Não é muita a atenção midiática dada ao que acontece ao longo das rotas migratórias que, desde a África, levam, levaram e continuarão levando centenas de milhares de Imigrantes à Europa. Provenientes majoritariamente do próprio continente, embora também haja asiáticos e até latino-americanos.
Os recursos financeiros e materiais que a União Europeia (UE) tem desperdiçado para fechar aquelas rotas — incentivando e financiando políticas repressivas dos governos de Marrocos, Tunísia, Líbia ou Egito contra as ondas de imigrantes que chegam às suas costas para se lançar ao Mediterrâneo, ou, como também ocorre, desde a Mauritânia ou Senegal rumo às Canárias — são sempre menores do que as razões que os impulsionam a abandonar tudo para escapar dos infernos que as políticas dos Estados Unidos e seus sócios europeus construíram em seus países.

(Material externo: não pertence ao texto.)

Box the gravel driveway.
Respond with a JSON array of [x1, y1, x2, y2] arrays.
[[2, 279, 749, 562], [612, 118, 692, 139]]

O desespero é tal que eles não se intimidam diante dos milhares de quilômetros que devem percorrer por desertos, onde muitas vezes são abandonados pelos traficantes, para morrer de desidratação ou fome — uma das opções mais “generosas”. Também existe a possibilidade de serem sequestrados no meio do caminho, obrigando suas famílias, em muitos casos, a se endividarem por anos para pagar o resgate, ou terminarem vendidos como escravos, ou simplesmente perecerem devido à dureza da jornada. Ainda que saibam muito bem que embarcar também não é garantia de nada. Desde que eclodiu a crise migratória em 2014, segundo fontes europeias — sempre discretas —, os desaparecidos no mar seriam cerca de 52 mil.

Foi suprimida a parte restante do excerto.